Batman: The Animated Series

Episode 41- Tyger Tyger
harkovast at 10:18AM, Oct. 1, 2009
posts: 5,198
joined: 10-12-2008
This episode is pretty much an Island of Doctor Munroe knock off.
A mad scientists kidnaps catwoman and turns her into a furry. No seriously. She is now an actual woman-cat, rather then just a cat-woman, if you see what I mean.
He has also made a goofy gorilla called Garth and a giant cat man/man cat called Tygrus (though he is clearly black and thus not a tiger).
Tygus flips out and destroys the lab, Batman takes the whacky doctor off to jail.
Catwoman gets turned back to normal, Tygrus remains on the island, having turned down an offer to have the human Catwoman as his girlfriend (idiot), and Garth the gorilla is largely forgotten.
Yes, this episode blows.
Philby reminded me of this episode and brought back bad memories, so now I am going to have to review it in order to exercise my demons!

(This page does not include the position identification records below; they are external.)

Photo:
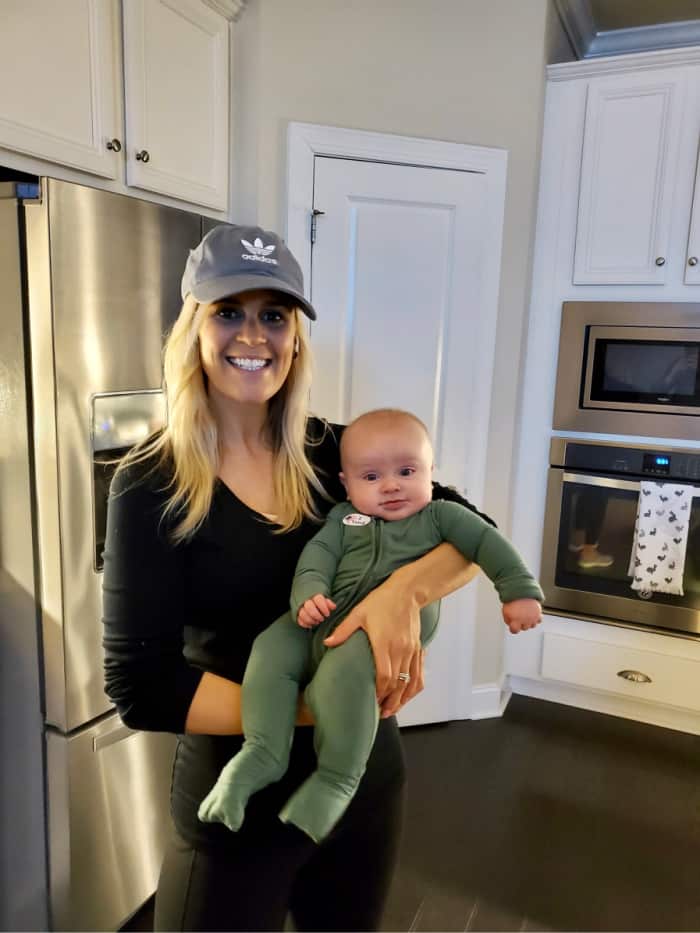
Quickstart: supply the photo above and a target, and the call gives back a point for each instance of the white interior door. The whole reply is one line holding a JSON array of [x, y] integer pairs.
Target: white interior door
[[396, 280]]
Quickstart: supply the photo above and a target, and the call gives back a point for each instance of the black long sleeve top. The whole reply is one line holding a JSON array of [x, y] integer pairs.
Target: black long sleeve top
[[172, 612]]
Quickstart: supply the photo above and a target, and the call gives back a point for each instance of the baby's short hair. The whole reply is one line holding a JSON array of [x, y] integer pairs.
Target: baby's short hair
[[390, 415]]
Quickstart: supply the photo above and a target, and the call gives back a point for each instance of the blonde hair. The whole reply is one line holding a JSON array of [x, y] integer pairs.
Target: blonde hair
[[189, 444]]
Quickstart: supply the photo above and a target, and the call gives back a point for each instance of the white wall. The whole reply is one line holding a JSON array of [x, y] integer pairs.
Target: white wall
[[467, 71]]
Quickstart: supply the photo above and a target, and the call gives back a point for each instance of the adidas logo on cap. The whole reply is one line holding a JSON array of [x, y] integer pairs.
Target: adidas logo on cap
[[257, 252]]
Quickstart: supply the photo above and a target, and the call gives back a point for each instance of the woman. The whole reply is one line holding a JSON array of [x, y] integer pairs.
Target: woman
[[205, 525]]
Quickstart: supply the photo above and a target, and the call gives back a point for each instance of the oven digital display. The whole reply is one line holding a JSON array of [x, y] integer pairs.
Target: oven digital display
[[660, 464]]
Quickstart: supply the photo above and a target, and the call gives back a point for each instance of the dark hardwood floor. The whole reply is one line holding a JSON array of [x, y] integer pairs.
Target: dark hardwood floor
[[551, 818]]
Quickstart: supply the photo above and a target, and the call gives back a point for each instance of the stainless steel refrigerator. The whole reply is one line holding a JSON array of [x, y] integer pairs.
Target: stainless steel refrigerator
[[89, 284]]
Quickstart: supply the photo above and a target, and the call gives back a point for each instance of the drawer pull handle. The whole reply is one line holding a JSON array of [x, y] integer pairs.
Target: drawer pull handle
[[635, 676]]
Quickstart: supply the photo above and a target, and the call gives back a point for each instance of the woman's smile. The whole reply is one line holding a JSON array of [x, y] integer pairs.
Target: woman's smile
[[247, 345]]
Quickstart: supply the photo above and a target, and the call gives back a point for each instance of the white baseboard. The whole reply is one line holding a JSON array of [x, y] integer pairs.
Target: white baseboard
[[489, 700], [668, 717]]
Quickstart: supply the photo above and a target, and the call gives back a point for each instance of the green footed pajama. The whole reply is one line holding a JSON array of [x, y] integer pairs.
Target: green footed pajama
[[346, 559]]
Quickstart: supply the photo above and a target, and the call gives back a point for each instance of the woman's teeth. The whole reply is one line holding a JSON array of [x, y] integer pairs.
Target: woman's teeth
[[250, 365]]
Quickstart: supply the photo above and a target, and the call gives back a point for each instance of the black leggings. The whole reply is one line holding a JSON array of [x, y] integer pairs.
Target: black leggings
[[272, 869]]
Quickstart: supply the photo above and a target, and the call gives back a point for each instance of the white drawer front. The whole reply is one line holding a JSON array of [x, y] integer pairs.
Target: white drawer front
[[672, 680]]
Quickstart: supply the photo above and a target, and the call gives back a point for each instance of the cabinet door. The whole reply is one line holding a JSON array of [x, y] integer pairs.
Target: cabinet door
[[692, 258], [176, 84], [58, 87], [630, 151]]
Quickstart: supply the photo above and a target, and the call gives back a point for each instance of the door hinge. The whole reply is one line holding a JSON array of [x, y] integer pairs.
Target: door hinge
[[314, 216]]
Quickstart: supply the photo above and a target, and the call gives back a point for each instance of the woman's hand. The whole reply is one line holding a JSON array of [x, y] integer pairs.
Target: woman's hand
[[390, 616]]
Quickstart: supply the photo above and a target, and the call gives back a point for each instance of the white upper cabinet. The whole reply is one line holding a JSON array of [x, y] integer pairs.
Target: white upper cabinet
[[155, 119], [692, 258], [176, 89], [628, 177], [59, 93]]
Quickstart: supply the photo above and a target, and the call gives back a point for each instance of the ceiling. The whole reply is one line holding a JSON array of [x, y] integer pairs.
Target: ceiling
[[614, 27]]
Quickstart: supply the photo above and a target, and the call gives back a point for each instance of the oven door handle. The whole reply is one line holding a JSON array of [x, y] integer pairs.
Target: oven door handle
[[604, 481]]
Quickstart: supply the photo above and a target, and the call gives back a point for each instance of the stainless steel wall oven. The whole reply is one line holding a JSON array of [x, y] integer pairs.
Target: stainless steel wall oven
[[629, 368], [592, 497]]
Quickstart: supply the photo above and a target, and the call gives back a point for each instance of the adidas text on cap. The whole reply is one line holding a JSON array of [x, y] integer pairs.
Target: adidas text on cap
[[232, 259]]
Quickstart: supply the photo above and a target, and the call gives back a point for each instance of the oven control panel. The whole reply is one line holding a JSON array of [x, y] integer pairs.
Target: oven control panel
[[681, 465]]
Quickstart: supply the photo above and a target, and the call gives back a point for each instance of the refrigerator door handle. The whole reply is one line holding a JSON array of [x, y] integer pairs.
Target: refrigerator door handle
[[116, 734]]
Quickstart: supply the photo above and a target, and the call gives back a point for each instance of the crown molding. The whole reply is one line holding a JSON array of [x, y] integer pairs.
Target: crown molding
[[577, 19], [611, 64], [588, 42], [645, 38], [231, 9]]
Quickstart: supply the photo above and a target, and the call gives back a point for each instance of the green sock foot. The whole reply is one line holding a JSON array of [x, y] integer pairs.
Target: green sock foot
[[318, 804]]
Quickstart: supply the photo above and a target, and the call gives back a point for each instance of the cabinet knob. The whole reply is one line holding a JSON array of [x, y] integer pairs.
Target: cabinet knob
[[635, 676]]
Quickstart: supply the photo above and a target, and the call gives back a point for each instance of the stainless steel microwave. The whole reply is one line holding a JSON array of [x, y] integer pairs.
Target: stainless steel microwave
[[629, 368]]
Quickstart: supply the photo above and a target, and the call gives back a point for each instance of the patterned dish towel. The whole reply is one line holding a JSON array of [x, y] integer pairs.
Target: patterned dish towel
[[660, 537]]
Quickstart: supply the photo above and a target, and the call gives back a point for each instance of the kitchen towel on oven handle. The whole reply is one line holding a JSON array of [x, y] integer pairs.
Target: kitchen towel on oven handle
[[660, 537]]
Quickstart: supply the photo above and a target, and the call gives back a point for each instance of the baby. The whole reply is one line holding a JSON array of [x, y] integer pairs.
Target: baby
[[389, 520]]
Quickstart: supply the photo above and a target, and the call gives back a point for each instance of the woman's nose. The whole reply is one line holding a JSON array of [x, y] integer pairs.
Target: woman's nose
[[251, 334]]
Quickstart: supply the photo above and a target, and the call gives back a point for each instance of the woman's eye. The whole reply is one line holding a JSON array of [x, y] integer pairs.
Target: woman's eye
[[274, 316], [228, 314]]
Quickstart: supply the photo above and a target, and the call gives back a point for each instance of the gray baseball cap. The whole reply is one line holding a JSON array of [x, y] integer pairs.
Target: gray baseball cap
[[232, 259]]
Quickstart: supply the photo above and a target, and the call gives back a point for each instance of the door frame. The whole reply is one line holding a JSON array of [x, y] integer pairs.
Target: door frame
[[305, 141]]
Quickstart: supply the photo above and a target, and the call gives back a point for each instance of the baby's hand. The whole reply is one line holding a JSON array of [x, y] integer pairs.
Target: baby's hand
[[315, 610], [522, 614]]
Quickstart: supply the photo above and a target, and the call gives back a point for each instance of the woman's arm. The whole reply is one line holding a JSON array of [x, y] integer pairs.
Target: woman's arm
[[216, 708], [390, 615]]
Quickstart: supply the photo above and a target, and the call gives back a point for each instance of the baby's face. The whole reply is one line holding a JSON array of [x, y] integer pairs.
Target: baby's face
[[387, 468]]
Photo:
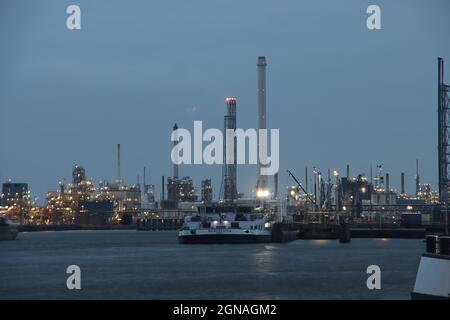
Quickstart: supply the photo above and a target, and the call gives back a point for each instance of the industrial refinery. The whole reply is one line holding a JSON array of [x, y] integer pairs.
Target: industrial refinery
[[316, 196]]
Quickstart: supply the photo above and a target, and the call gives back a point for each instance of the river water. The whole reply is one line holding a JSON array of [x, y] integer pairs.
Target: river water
[[152, 265]]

The mad scientist in this episode is called Doctor Emile Dorian, though in his own words “that doesn’t begin to tell you who I am”.
Sorry Doc, but you have that the wrong way around. It does BEGIN to tell us who you are, but you just never finish!
What is this guys motivation?
He likes cats a lot.
No really, that’s it.
He likes cats so he tries to turn people into cats.
It is a lot like the bat obsessed scientist in “On Leather Wings” only far more cheesy and boring.
He dresses like the stereotypical evil scientist and even has a villainous sounding English accent. You can tell they were really reaching for ideas for this guy.
He has so little depth it is almost painful to watch.
He has a cool shotgun near the end though, so points for that (just not many!)

He has two minions and frankly I don’t know which of these genetic cock ups is more pitiful!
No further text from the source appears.